I was a little frustrated in the installation process.With great info + help from the forum, I am able to finish it and it is very, very well worth the time and effort and MONEY (only like $25 total).
Last edited by C300CA; Aug 31, 2011 at 11:55 AM. Reason: more info

I found FARKA connector to head unit is too long. the other angled connector blocks the FARKA connector. I found I do not need FARKA cable. It is the SMB connector which is the key part of the FARKA cable. I got a low profile SMA connector and made the cable (SMA to RAC female jack). If someone wants to buy SMA, buy the right-angle type which should be lower profile than the straight SMA. I don't have the locking feature of the FARKA connector, but SMB is very tight already.
I used full-time 12V for the camera. Tried many times and one time I saw this horizontal rolling lines. It was about three lines across the entire screen. shifted away and back to R, it disappeared. I might try a big cap on the camera 12V. Only one time I saw lines so it'll be difficult to know if adding cap would improve anything.
This camera S/N is not great but I can see pretty well day or night. Image distortion is minimal.
However, that is how all car manufacturers do it, and how we do it in our shop, as well as all our dealers. The bad part is the very name of this thread... you simply can not get a decent camera for under $100 - we are also an independent testing company and have tested dozens of cameras - trust me, it can't be done. If you don't mind replacing the camera every so often, then use a cheaper camera and power it from ignition.
However, that is how all car manufacturers do it, and how we do it in our shop, as well as all our dealers. The bad part is the very name of this thread... you simply can not get a decent camera for under $100 - we are also an independent testing company and have tested dozens of cameras - trust me, it can't be done. If you don't mind replacing the camera every so often, then use a cheaper camera and power it from ignition.

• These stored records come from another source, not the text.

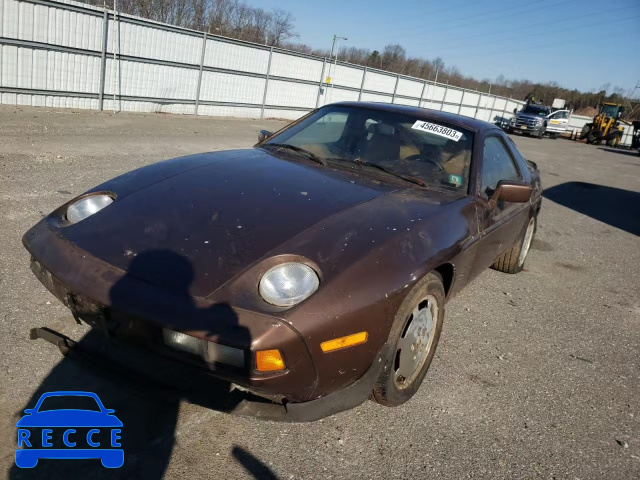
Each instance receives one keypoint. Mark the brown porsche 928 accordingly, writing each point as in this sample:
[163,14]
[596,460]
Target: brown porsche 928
[312,270]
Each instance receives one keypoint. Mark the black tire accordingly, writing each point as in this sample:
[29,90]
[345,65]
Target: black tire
[386,390]
[510,261]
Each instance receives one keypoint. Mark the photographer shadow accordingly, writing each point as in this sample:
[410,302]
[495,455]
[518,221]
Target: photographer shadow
[144,389]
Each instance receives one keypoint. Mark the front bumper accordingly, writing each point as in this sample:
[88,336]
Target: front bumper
[163,376]
[139,311]
[525,129]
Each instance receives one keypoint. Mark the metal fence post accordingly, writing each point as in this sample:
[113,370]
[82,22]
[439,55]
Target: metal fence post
[444,97]
[103,58]
[204,46]
[424,86]
[492,105]
[504,110]
[393,98]
[266,84]
[364,74]
[475,115]
[324,66]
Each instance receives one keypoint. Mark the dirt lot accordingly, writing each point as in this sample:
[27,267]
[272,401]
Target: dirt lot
[537,375]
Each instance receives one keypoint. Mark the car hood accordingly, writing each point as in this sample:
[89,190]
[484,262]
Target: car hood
[219,212]
[528,115]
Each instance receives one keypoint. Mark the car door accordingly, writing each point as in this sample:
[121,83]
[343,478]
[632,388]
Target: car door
[499,226]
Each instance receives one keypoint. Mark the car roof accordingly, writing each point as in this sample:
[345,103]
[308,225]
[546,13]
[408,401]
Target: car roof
[425,113]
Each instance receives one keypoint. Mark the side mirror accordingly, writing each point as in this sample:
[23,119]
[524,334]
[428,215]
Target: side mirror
[263,135]
[507,191]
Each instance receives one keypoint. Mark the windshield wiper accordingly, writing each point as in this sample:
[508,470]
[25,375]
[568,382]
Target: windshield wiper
[306,153]
[407,178]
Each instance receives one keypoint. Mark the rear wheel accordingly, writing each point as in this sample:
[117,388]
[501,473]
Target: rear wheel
[414,336]
[512,261]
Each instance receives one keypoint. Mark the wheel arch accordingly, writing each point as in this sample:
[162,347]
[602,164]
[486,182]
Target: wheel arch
[447,272]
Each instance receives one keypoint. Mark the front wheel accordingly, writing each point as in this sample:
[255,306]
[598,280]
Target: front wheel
[414,336]
[512,261]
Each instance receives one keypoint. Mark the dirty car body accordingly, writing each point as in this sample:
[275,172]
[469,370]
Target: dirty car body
[362,195]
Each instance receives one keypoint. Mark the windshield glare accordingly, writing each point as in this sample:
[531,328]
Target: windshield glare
[540,111]
[437,153]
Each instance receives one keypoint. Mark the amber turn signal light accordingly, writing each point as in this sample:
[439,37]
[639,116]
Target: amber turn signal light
[269,361]
[344,342]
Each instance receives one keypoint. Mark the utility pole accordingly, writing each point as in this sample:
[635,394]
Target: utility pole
[335,59]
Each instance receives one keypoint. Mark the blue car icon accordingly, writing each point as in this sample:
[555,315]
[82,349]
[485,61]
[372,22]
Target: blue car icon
[92,426]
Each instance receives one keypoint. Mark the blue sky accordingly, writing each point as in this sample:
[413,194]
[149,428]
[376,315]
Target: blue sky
[581,44]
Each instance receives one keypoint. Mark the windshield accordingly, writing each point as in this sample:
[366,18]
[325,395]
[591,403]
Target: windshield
[67,402]
[533,110]
[434,152]
[610,110]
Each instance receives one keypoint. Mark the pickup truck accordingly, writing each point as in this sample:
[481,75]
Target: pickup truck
[538,120]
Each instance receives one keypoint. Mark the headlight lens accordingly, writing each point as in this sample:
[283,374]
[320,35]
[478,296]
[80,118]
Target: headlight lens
[288,284]
[87,206]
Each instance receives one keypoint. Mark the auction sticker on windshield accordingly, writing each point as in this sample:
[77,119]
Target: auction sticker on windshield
[439,130]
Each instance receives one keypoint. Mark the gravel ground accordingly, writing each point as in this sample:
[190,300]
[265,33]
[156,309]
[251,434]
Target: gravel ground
[537,375]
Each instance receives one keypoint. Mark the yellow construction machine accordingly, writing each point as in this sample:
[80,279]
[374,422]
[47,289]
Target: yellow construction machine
[606,126]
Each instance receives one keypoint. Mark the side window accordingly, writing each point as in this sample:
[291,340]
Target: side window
[497,165]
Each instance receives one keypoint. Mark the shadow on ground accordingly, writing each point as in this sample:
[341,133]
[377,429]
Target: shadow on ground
[144,389]
[613,206]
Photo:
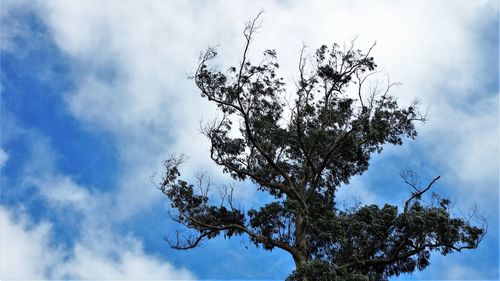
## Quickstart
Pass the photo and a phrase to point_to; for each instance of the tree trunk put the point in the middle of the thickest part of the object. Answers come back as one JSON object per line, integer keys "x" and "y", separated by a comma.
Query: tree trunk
{"x": 300, "y": 242}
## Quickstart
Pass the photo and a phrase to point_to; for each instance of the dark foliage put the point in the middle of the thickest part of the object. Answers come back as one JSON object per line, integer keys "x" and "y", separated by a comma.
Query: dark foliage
{"x": 300, "y": 155}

However, that is how all car manufacturers do it, and how we do it in our shop, as well as all our dealers. The bad part is the very name of this thread... you simply can not get a decent camera for under $100 - we are also an independent testing company and have tested dozens of cameras - trust me, it can't be done. If you don't mind replacing the camera every so often, then use a cheaper camera and power it from ignition.

If backup 12V is bad, then it must be the power supply to cause flickering/rolling horizontal lines, etc. I am thinking to use a step-down regulator, 12V down to 11V hopefully is still within most camera's operation specs. This way the power on camera (11V) is super clean. Wish I had an oscilloscope at home...

I need to find the ignition wire.

Now, as long as key is in position 1 or above, no matter where the light switch is set at, shift to R, rear view shows up clearly, no flickering nor horizontal rolling lines, with engine running or not, inside dark garage or on the bright street. No cap is used accross 12V to ground.
Rest is let time tell me if this configuration is reliable or not.
Last edited by C300CA; Sep 5, 2011 at 01:36 PM. Reason: more accurste statement
Now, as long as key is in position 1 or above, no matter where the light switch is set at, shift to R, rear view shows up clearly, no flickering nor horizontal rolling lines, with engine running or not, inside dark garage or on the bright street. No cap is used accross 12V to ground.
Rest is let time tell me if this configuration is reliable or not.

My trunk fuse box is on right side. Open the fuse box "door", looking into the fuse box, on its right side, one red module is on the top and one yellow module is on the bottom. Each module holds a few fuses depending on what options the car has (I think). Fuse # 71 in the yellow module is the one I used for camera power. My fuse map says it's one of the 12V accessory sockets. There are at least one more 12V accessory socket but I found fuse $71 is easier to access. All fuse numbers are stamped on the black plastic base that module sits in. Fuse numbers are next to fuse. You may need a flash light to see those numbers, as they are black on black. If you look closely, you can see which wire connects to # 71.
I peeled off a little wire insulation, enough to solder camera power wire on, and wrapped with electrical tape. Ground wire bundle is easy to find.
Hope the above is enough information.